Sub-Saharan Africa has a high incidence of acute respiratory infections, diarrhoeal diseases, parasitic and invasive bacterial infections, and chronic conditions such as HIV, tuberculosis, and malnutrition [16] [17] [18] [19] . These conditions increase the demand for both preventive and therapeutic antimicrobials [20] . Unregulated antibiotics are readily available in most communities through shops and drug stores, and are widely used in domestic and commercial animal husbandry [21] . In clinics and hospitals, scarce diagnostic resources and consequent therapy based on clinical syndromes that are sensitive (rather than specific) for serious bacterial infections (therefore likely to capture viral, parasitic, and self-limiting illnesses) also drive antibiotic consumption, which is a key factor in promotion of resistance [22] .

Moreover, the spread of Enterobacteriaceae that produce extended-spectrum β-lactamases (ESBLs) and other multidrug-resistant (MDR) organisms in both community-based and hospital-based populations potentially limits the availability of suitable antimicrobials to treat such infections [23] [24] . Escalation of resistance might also occur when therapies normally reserved for second-line, third-line, or fourth-line treatment in resource-rich settings (such as third-generation cephalosporins, carbapenems, and polymyxins) start to be used widely in sub-Saharan Africa without supportive microbiological facilities, expert advice, or adequate prescription controls [25] [26] .
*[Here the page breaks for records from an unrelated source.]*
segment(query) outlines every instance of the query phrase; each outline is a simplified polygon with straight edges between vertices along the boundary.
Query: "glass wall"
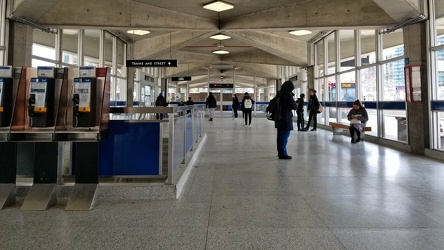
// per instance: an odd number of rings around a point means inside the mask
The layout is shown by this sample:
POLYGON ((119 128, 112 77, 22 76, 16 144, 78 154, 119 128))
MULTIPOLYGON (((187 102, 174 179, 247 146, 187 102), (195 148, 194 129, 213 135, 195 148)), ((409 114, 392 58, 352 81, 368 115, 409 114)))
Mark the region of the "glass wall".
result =
POLYGON ((63 66, 78 66, 79 30, 63 30, 62 37, 62 63, 63 66))
MULTIPOLYGON (((431 40, 432 76, 432 149, 444 150, 444 0, 430 0, 435 5, 431 22, 435 37, 431 40)), ((432 33, 433 34, 433 33, 432 33)))
MULTIPOLYGON (((111 68, 111 101, 126 101, 127 76, 126 76, 126 43, 105 33, 104 44, 100 44, 101 30, 87 29, 83 31, 81 39, 83 51, 78 51, 80 30, 65 29, 58 34, 34 30, 32 46, 32 66, 94 66, 100 65, 100 48, 104 48, 103 60, 105 66, 111 68), (62 36, 60 61, 56 60, 56 36, 62 36), (79 65, 79 55, 83 55, 83 65, 79 65)), ((114 102, 115 103, 115 102, 114 102)))
MULTIPOLYGON (((321 113, 322 118, 318 117, 318 122, 325 125, 328 125, 328 121, 348 124, 347 114, 353 101, 360 99, 368 107, 367 126, 372 131, 367 134, 406 142, 402 29, 387 35, 380 35, 376 30, 339 30, 318 42, 316 49, 316 63, 328 60, 328 74, 315 78, 315 86, 324 82, 328 86, 325 99, 323 88, 322 94, 318 95, 328 107, 326 112, 321 113), (339 39, 334 39, 335 36, 339 36, 339 39), (377 43, 377 40, 382 42, 377 43), (320 50, 322 43, 328 43, 323 53, 320 50), (379 53, 383 56, 378 61, 376 55, 379 53), (332 58, 336 54, 339 58, 332 58), (328 58, 322 55, 328 55, 328 58), (360 63, 356 63, 356 60, 360 60, 360 63), (336 61, 341 63, 339 72, 333 69, 336 61), (384 102, 384 105, 378 105, 378 102, 384 102)), ((322 65, 316 64, 315 67, 320 69, 322 65)))

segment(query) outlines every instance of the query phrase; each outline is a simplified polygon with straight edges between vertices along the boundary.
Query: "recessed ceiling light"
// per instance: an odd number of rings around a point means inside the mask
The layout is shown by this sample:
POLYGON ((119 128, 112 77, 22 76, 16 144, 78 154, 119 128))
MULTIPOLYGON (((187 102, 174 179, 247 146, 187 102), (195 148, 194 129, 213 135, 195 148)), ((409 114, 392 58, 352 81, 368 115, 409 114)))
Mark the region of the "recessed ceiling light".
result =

Today, antibiotics are not only used as medicine for humans but are also widely used in animal husbandry and aquaculture. However, antibiotics that are unintentionally discharged into the environment pose a great threat to ecosystems and human health [27] [28] . These antibiotics can accumulate in food webs and, even more alarming, antibiotic resistance genes (ARGs) can be transferred between environmental bacteria and human pathogens [28] [29] [30] [31] . The role of the environment as an important source and dissemination route of resistance has been increasingly recognized [32] , but our understanding of its contribution is still limited. The lack of knowledge of how, and under which circumstances, the environment facilitates resistance development makes mitigation of the emergence and dissemination of mobile resistance factors problematic [33] . Several authors have highlighted the need to take on a holistic perspective on antibiotic resistance, including humans, animals and the external environment a so-called one-health approach [34] [35] . Therefore, this study sought to investigate the occurrence and concentration of antibiotics in Ruai wastewater treatment plant and Dandora dumpsite in Nairobi County, Kenya.

2. Material and Methods

2.1. Study Area and Study Design

This study was conducted in Nairobi County, Kenya. Soil and water samples were collected from Dandora dumpsites and Ruai wastewater treatment plant using a cross-sectional study design. The systematic sampling technique was used to collect the samples from these two study areas. The samples were collected from March to October 2018.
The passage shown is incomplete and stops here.